Quando o Google fala em “debugar”, geralmente é código. Dessa vez, são insetos de verdade.

A iniciativa Debug, do Google, pediu à Agência de Proteção Ambiental dos EUA aprovação para liberar até 32 milhões de mosquitos machos tratados com Wolbachia na Flórida e na Califórnia ao longo de dois anos.

O período de comentários públicos da EPA encerra 5 de junho. Depois disso, a agência decide se aprova, nega ou impõe condições ao teste.

O que é o Debug e o que tem de Google nisso

O Debug foi lançado há mais de uma década. A proposta é usar tecnologia para reduzir populações de mosquitos transmissores de doenças, combinando engenharia de software, biologia, robótica especializada e inteligência artificial.

O papel do Google não é biológico, é tecnológico. A parte difícil de qualquer programa de Wolbachia em escala industrial é separar machos de fêmeas com precisão. Fêmeas picam e transmitem doenças. Machos, não. Soltar uma fêmea por acidente derruba toda a proposta do programa.

O Debug resolve esse gargalo com IA e automação. O sistema identifica o sexo dos mosquitos, os cria em volume e os libera em áreas específicas de forma controlada. Sem essa infraestrutura, o programa simplesmente não escala.

Como funciona a Wolbachia

A Wolbachia é uma bactéria encontrada naturalmente em cerca de 60% das espécies de insetos. Quando um mosquito macho portador da bactéria se acasala com uma fêmea selvagem que não tem a mesma linhagem, os ovos não eclodem.

De acordo com o google

“Nossos mosquitos bons são machos que têm uma bactéria de ocorrência natural chamada Wolbachia, que os impede de ter descendentes com fêmeas selvagens. Mosquitos machos não picam nem transmitem doenças, então os bons vão impedir os ruins de se reproduzir.”

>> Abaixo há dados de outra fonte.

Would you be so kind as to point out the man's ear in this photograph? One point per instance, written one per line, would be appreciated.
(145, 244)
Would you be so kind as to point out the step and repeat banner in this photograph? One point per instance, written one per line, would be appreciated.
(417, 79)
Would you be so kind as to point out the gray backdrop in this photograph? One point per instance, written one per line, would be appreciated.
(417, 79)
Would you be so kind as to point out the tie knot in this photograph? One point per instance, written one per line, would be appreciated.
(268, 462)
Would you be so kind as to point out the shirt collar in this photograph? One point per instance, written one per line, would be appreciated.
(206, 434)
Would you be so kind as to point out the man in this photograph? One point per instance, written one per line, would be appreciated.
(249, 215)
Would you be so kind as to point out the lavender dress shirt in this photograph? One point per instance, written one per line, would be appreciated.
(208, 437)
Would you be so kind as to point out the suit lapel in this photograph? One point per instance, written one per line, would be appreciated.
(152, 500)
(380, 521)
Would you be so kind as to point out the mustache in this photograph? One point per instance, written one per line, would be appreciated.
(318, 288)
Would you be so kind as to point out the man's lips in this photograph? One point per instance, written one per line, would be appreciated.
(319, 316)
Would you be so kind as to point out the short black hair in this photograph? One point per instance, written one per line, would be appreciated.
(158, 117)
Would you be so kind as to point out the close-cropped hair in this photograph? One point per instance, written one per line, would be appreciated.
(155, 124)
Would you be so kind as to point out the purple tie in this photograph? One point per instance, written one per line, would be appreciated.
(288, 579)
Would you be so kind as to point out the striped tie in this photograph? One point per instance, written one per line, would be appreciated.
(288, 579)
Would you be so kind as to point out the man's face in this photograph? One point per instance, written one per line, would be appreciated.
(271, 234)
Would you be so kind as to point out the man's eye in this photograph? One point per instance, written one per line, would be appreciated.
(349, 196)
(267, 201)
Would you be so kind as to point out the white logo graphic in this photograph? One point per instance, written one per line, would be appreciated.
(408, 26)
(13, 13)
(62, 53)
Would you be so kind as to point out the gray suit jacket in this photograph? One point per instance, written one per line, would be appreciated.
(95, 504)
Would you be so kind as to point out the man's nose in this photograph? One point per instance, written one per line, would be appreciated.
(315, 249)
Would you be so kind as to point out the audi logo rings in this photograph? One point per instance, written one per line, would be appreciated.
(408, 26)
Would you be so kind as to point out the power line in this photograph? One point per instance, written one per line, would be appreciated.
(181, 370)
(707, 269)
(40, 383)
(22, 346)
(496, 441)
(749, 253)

Liberações repetidas reduzem gradualmente a população local. Sem veneno, sem modificação genética, sem pulverização química. A EPA enquadra o método como controle biológico, não pesticida convencional, mas revisa como teste de campo regulamentado.

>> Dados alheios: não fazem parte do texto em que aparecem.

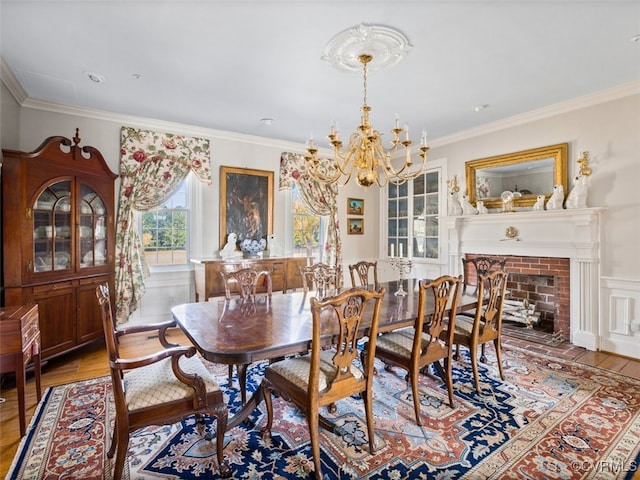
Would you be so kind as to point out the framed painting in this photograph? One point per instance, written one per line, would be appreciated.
(246, 203)
(355, 226)
(355, 206)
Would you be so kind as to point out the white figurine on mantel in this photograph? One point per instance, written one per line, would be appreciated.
(557, 198)
(229, 249)
(539, 205)
(467, 208)
(273, 248)
(454, 204)
(577, 197)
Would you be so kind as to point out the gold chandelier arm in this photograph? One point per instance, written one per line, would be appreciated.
(365, 155)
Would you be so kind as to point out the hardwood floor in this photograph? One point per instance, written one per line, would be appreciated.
(91, 361)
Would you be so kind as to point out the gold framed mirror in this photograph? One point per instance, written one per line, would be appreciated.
(527, 174)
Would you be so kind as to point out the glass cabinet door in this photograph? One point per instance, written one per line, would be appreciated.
(413, 212)
(52, 224)
(92, 228)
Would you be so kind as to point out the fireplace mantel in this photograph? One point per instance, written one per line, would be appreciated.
(573, 234)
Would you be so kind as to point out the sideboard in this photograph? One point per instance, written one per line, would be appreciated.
(285, 274)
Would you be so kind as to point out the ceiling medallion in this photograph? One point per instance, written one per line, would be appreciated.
(386, 45)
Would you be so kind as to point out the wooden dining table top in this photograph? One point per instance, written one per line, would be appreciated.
(237, 332)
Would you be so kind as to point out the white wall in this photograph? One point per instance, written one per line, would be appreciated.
(101, 130)
(610, 132)
(608, 127)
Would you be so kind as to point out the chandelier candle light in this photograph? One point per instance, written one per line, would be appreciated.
(365, 155)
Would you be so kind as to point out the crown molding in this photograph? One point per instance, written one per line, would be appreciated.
(10, 80)
(160, 125)
(614, 93)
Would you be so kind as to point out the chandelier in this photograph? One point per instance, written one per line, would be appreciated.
(365, 155)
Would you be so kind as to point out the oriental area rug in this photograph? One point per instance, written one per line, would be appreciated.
(549, 419)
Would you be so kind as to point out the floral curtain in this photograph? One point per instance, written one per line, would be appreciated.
(321, 199)
(152, 166)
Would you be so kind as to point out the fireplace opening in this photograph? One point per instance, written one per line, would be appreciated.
(537, 294)
(544, 282)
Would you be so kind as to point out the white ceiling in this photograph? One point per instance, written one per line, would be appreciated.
(227, 64)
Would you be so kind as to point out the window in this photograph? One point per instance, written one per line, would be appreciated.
(165, 230)
(308, 229)
(412, 215)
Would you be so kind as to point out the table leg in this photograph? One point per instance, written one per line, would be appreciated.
(246, 409)
(242, 380)
(37, 367)
(20, 382)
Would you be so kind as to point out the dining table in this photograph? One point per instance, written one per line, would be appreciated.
(244, 331)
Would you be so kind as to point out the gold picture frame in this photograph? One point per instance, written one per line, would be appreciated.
(355, 226)
(355, 206)
(246, 203)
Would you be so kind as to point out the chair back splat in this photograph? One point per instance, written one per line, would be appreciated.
(321, 277)
(414, 349)
(363, 274)
(245, 282)
(158, 389)
(330, 371)
(474, 268)
(486, 325)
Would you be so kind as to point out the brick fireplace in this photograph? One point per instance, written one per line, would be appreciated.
(562, 244)
(543, 281)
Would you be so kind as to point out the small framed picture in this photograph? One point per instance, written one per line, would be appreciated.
(355, 206)
(355, 226)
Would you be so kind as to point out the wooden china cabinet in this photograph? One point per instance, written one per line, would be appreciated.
(58, 241)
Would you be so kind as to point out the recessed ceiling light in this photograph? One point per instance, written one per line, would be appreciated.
(95, 77)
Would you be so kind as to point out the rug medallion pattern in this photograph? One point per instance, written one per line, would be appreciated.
(550, 418)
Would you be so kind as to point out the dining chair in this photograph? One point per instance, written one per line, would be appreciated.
(325, 376)
(363, 274)
(158, 389)
(320, 277)
(244, 283)
(415, 348)
(486, 325)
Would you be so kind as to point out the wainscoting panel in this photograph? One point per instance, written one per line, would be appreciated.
(163, 291)
(620, 314)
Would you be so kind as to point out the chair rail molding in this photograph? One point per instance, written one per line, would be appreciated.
(574, 234)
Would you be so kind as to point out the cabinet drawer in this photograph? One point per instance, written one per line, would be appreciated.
(52, 287)
(19, 326)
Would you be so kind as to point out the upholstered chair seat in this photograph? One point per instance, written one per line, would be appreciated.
(415, 348)
(156, 384)
(296, 370)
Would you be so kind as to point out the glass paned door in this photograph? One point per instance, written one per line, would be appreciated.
(398, 220)
(92, 228)
(52, 228)
(413, 213)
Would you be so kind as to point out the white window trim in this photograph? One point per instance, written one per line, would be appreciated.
(443, 245)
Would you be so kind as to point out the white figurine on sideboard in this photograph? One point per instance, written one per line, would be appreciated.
(539, 205)
(557, 198)
(229, 249)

Na Flórida, o alvo é o Culex quinquefasciatus, o mosquito doméstico do sul. É ele o principal vetor do vírus do Nilo Ocidental na região.

O precedente de Singapura

Desde 2018, o Debug trabalha com a Agência Nacional do Meio Ambiente de Singapura no Projeto Wolbachia. O programa usa mosquitos machos com Wolbachia para suprimir o Aedes aegypti, principal vetor da dengue no país.

Os dados oficiais mostram supressão de 80% a 90% das populações em áreas tratadas e mais de 70% de redução no risco de dengue entre moradores após liberações sustentadas.

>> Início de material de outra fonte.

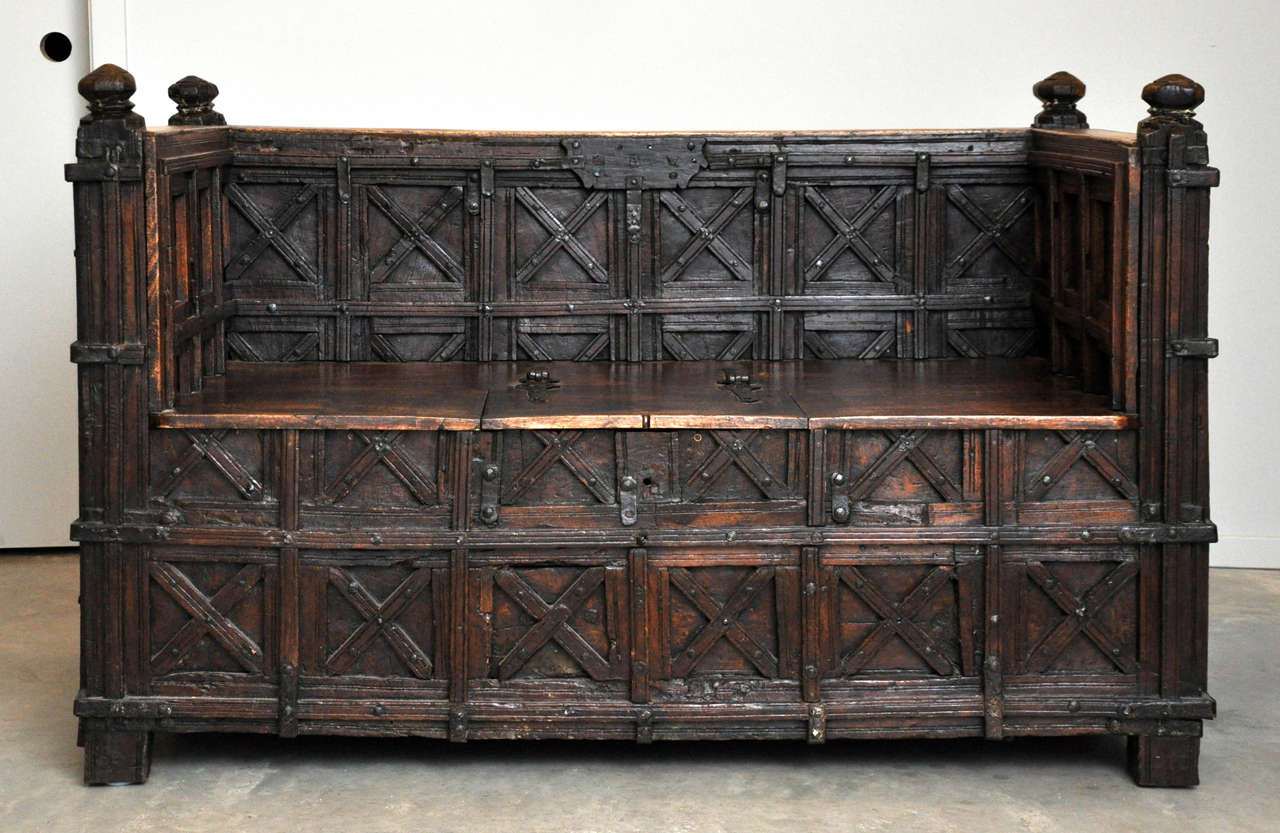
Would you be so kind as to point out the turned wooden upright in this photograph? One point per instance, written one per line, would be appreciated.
(652, 436)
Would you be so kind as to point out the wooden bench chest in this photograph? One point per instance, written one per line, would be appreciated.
(492, 435)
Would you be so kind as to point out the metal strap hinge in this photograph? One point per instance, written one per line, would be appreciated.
(123, 353)
(1193, 348)
(1169, 534)
(817, 723)
(490, 485)
(627, 489)
(103, 172)
(644, 726)
(1194, 178)
(922, 172)
(458, 724)
(288, 695)
(780, 174)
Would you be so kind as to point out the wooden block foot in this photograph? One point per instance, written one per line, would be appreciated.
(1164, 761)
(117, 758)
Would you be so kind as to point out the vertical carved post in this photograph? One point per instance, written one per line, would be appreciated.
(1173, 402)
(110, 265)
(1059, 94)
(195, 99)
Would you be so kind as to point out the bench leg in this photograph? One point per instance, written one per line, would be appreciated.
(115, 756)
(1164, 761)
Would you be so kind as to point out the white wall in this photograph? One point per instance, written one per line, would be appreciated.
(661, 64)
(37, 273)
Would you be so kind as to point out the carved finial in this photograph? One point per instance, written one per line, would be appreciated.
(1060, 92)
(1173, 100)
(195, 97)
(108, 90)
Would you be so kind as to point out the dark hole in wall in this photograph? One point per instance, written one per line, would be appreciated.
(55, 46)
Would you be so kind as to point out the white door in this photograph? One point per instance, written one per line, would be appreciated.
(37, 270)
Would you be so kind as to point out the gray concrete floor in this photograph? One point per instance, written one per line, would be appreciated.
(314, 785)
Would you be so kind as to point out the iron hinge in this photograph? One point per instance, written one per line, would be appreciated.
(288, 715)
(922, 172)
(644, 726)
(740, 385)
(635, 161)
(490, 486)
(1194, 177)
(1169, 534)
(817, 723)
(1193, 348)
(840, 508)
(627, 489)
(780, 174)
(122, 353)
(538, 384)
(458, 724)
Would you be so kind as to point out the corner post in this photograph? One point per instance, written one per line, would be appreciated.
(110, 271)
(1173, 399)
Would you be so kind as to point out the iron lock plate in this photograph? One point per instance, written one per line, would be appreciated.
(620, 161)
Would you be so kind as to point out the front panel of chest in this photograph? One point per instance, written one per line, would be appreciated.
(603, 477)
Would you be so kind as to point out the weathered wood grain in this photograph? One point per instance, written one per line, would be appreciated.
(638, 435)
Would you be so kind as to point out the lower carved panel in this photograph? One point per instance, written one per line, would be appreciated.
(1072, 613)
(725, 625)
(561, 618)
(599, 477)
(1072, 477)
(211, 617)
(216, 476)
(904, 477)
(901, 612)
(374, 618)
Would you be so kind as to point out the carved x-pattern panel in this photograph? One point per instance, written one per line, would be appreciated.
(1009, 333)
(576, 453)
(853, 239)
(707, 239)
(387, 636)
(905, 477)
(570, 338)
(923, 621)
(725, 621)
(1080, 617)
(1075, 612)
(553, 621)
(274, 234)
(1079, 465)
(211, 476)
(737, 466)
(560, 242)
(208, 616)
(388, 452)
(270, 339)
(848, 334)
(209, 447)
(552, 625)
(723, 337)
(419, 339)
(415, 238)
(987, 232)
(904, 447)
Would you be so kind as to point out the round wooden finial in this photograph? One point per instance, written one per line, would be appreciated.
(108, 90)
(1060, 92)
(1173, 99)
(195, 99)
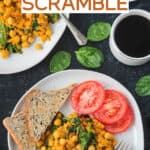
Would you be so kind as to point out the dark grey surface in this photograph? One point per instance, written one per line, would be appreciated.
(12, 87)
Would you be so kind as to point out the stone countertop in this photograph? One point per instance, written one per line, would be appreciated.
(12, 87)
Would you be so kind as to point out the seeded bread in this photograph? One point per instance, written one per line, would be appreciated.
(17, 128)
(41, 107)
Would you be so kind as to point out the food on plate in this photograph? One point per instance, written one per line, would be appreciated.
(19, 30)
(17, 128)
(60, 61)
(41, 108)
(122, 125)
(110, 107)
(98, 31)
(87, 97)
(100, 113)
(76, 132)
(113, 109)
(19, 125)
(90, 57)
(143, 86)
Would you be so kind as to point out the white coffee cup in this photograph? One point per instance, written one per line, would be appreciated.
(118, 54)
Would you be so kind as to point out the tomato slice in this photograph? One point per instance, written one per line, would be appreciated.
(87, 97)
(121, 125)
(113, 108)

Gráfico de barras mostrando a quantidade de mortes por diferentes animais, com destaque para os mosquitos com 1.000.000, seguidos por cobras, cães e outros.
Animais mais letais no mundo em número anual de mortes humanas em 2024. Fonte: Statista

Hoje, mais de 10 milhões de mosquitos machos são liberados semanalmente em Singapura. O Debug expandiu o site local para seu primeiro polo internacional de pesquisa e desenvolvimento, com separação sexual por IA e produção em larga escala.

O que vem depois

Se a EPA aprovar o pedido, o Google pode iniciar um teste de campo de dois anos nos EUA. A Flórida recebe 16 milhões de mosquitos no primeiro ano e outros 16 milhões no segundo. A Califórnia tem o mesmo volume máximo previsto sob a mesma solicitação.

Uma aprovação abriria o primeiro caminho regulatório de escala para esse tipo de intervenção biológica nos EUA. Mas se a EPA negar, o Google precisará revisar ou abandonar o teste proposto.

O debate vai além dos mosquitos. A proposta do Debug é parte de uma tendência mais ampla: IA sendo aplicada não só a software, mas a sistemas biológicos do mundo físico.